Rupinder Kaur is a Birmingham born Panjabi poet with an immense love for South Asian arts. She sees writing and reading poetry as a way to liberate the soul. This is her first collection.

Twitter: @rupinderkw

Instagram: @rupinderkw_

Facebook: https://www.facebook.com/rupinderkaurw/

Website: rupinderkw.com

PUBLISHED BY VERVE POETRY PRESS

https://vervepoetrypress.com

[email protected]

All rights reserved

© 2018 Rupinder kaur

The right of Rupinder Kaur to be identified as author of this work has been asserted in accordance with section 77 of the Copyright, Designs and Patents Act 1988.

No part of this work may be reproduced, stored or transmitted in any form or by any means, graphic, electronic, recorded or mechanical, without the prior written permission of the publisher.

FIRST PUBLISHED SEPT 2018

REPRINTED MAY 2019

Printed and bound in the UK

by Imprint Digital, Exeter

ISBN: 978-1-912565-08-5

ePub ISBN: 978-1-912565-74-0

Cover art by Maryam Mughal

Facebook: https://www.facebook.com/MughalART/

Peacock feather art by Derya Rasit, Instagram: derya141

Rooh

A word which unites Panjabi, Hindi, Urdu, Arabic and Persian meaning soul.

The soul sees no religion. The soul sees no border. The soul is free.
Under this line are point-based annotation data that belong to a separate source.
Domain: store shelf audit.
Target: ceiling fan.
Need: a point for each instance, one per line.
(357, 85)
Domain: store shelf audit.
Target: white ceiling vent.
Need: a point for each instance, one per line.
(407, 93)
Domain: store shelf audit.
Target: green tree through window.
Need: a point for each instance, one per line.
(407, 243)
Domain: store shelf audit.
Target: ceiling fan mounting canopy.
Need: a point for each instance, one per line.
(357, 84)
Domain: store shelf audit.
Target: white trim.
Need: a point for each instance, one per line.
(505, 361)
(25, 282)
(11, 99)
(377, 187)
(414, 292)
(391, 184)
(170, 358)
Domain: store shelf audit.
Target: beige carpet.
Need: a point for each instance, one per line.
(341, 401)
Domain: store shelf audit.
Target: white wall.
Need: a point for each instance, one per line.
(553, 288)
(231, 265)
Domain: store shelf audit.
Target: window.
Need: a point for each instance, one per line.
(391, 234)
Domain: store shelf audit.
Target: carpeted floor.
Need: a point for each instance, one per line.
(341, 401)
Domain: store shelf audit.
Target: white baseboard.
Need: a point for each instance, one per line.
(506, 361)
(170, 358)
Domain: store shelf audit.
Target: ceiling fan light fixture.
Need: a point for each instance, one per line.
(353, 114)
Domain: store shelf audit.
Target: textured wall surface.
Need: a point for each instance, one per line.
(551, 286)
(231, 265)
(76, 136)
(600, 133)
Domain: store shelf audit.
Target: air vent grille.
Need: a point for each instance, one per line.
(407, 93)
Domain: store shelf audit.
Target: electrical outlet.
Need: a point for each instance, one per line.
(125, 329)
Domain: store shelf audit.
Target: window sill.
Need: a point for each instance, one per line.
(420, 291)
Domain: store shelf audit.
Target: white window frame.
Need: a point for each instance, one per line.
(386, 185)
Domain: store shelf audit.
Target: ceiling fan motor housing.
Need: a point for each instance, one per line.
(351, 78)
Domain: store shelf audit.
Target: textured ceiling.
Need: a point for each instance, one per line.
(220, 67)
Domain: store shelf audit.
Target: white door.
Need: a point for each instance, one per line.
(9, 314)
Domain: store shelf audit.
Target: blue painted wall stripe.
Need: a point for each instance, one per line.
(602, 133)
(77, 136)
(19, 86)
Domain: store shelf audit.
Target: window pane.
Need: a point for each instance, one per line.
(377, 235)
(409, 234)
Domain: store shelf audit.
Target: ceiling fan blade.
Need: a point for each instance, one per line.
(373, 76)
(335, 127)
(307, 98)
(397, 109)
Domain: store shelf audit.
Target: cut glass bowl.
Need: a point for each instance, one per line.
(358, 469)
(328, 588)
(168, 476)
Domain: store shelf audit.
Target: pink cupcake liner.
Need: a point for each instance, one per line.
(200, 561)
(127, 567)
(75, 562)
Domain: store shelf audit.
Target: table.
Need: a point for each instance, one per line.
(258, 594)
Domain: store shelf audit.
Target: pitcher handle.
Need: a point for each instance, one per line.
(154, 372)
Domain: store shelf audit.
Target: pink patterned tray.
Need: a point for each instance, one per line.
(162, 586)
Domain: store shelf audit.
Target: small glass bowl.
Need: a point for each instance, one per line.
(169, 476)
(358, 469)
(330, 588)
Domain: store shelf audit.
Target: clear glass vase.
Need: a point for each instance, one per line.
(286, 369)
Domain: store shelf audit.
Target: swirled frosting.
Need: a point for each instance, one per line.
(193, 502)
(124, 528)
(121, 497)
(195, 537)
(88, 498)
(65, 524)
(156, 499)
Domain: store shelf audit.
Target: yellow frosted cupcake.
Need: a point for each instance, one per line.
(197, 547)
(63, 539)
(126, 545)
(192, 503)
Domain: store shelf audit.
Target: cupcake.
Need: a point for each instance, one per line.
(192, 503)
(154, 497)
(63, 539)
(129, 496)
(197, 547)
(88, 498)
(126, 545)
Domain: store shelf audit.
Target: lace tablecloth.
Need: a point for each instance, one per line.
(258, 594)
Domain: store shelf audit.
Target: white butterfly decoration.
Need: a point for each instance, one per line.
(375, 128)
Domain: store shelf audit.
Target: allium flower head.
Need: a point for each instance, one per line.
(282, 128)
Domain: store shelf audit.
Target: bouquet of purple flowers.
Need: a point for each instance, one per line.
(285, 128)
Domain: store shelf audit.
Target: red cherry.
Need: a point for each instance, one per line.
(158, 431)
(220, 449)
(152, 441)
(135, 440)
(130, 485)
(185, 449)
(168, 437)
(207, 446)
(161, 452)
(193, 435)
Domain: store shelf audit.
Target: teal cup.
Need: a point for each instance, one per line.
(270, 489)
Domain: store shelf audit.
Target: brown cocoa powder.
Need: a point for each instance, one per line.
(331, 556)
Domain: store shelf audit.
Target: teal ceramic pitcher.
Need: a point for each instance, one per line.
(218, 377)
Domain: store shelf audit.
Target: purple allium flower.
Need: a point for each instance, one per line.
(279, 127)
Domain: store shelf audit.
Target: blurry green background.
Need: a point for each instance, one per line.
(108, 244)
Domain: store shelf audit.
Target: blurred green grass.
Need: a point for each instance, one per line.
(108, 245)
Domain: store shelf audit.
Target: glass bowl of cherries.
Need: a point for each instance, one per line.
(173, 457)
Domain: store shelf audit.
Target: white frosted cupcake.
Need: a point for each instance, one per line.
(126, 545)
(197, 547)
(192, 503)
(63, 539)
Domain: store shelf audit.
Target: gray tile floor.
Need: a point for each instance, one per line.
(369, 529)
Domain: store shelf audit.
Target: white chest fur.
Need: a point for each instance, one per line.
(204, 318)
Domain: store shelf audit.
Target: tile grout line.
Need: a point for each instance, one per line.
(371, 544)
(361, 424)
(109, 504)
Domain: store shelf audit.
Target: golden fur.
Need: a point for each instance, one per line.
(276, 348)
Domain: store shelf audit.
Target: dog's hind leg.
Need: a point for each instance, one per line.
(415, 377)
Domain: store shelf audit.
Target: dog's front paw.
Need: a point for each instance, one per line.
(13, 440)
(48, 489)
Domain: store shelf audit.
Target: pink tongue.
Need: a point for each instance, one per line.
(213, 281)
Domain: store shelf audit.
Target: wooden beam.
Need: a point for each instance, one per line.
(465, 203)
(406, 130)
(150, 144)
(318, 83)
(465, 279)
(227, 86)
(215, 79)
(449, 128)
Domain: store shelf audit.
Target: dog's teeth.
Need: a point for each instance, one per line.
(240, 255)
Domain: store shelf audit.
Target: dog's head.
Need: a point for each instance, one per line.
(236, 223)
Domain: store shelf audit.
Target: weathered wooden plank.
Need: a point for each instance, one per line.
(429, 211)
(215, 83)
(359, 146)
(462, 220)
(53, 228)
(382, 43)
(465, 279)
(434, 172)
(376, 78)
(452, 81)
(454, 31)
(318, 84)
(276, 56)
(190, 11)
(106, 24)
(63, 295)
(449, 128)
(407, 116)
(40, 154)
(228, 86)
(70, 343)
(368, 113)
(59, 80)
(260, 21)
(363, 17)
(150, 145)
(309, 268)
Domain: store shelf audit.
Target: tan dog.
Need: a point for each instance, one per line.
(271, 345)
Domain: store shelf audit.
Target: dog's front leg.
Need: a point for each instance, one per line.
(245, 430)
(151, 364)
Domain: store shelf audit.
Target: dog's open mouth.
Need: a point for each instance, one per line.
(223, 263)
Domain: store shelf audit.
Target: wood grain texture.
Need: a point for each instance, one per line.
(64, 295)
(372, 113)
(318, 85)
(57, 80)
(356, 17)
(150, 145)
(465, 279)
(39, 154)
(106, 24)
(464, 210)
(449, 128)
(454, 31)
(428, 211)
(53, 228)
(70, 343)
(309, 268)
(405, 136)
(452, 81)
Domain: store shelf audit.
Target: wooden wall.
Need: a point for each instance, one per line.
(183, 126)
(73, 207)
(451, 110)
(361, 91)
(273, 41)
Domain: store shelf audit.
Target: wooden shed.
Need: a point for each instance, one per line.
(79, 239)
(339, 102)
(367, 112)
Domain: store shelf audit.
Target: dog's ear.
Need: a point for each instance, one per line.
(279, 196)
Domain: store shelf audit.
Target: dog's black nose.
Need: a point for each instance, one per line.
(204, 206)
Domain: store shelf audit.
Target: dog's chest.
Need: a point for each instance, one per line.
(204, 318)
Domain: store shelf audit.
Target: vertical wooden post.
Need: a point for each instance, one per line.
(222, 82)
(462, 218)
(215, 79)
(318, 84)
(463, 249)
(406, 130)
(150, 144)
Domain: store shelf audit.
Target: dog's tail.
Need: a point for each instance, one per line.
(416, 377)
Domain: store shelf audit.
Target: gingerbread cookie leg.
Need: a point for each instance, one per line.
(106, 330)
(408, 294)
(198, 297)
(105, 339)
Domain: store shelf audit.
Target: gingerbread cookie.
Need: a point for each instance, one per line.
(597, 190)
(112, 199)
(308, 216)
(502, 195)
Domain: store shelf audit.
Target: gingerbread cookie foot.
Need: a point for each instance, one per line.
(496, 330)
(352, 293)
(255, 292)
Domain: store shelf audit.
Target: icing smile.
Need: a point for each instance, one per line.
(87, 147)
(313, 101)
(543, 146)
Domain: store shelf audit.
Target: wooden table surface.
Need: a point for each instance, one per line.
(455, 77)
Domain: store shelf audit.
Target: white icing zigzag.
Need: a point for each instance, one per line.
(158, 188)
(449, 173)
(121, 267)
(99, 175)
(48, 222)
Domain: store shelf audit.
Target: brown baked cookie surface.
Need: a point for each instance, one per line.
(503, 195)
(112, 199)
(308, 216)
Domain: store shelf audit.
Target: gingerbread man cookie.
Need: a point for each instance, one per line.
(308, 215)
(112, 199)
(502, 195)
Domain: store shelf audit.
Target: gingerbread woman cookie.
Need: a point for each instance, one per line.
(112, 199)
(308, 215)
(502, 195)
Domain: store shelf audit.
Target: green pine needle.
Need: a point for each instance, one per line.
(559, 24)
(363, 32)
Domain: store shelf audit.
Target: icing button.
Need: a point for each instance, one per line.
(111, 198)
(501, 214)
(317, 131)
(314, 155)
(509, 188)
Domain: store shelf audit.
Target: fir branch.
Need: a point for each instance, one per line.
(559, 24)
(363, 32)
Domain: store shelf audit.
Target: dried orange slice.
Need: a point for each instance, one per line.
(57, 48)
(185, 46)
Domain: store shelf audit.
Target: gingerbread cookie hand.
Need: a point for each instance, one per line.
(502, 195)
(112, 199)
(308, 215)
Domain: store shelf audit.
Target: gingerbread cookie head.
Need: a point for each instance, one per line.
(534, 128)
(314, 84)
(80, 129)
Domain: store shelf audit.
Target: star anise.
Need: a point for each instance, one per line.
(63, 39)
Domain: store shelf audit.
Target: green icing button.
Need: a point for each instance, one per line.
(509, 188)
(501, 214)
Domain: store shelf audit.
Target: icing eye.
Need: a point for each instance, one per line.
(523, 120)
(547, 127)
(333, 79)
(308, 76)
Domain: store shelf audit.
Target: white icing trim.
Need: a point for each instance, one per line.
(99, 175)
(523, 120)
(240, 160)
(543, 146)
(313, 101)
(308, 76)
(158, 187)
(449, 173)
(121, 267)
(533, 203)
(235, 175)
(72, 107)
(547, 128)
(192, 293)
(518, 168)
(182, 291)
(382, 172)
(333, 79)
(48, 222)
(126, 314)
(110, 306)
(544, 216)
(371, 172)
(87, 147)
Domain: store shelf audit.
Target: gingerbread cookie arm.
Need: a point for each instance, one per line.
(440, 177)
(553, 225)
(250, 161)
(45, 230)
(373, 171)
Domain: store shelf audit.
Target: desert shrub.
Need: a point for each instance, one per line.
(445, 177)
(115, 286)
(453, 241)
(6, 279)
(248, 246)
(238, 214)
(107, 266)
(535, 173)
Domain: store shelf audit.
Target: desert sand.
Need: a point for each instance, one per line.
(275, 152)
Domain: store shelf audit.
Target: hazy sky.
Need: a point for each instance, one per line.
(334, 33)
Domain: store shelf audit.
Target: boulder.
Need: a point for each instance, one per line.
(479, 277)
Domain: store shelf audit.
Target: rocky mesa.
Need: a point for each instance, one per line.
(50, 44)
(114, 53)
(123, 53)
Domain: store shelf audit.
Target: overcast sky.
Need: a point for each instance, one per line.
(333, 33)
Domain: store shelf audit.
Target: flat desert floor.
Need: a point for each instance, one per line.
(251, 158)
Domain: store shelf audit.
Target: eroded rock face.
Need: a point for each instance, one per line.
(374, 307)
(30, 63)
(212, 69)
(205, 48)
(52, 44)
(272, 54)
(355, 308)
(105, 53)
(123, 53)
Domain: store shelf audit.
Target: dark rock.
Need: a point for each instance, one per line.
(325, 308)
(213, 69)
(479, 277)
Art, poetry, writing; where does any creative expression come from? Through music I discovered poetry. I remember quite clearly the first time I fell in love with the Panjabi language, listening to a Qawwali sung by Nusrat Fateh Ali Khan. The Qawwali, originally penned by Shiv Kumar Batalvi, a well renowned Panjabi poet who I now consider to be my favourite, began as a poem: “Maye ni maye, mere geetaan de naina vich birhon di rarak pavey.” The Qawwali transported me to another world and inspired me to begin exploring poetry. It was during this journey that I first came across Amrita Pritam, a female Panjabi poet known for her famous piece calling upon Waris Shah, the greatest poet in the history of Panjab. I feel that it was through Amrita’s words that I truly began to find myself.

People often say to me “You must have been born in Panjab, to have such a love towards your mother tongue!” In fact, it wasn’t until I was nineteen that I learned how to read and write the language. These days I spend as much time as I can to read Panjabi poetry to understand my mother’s words.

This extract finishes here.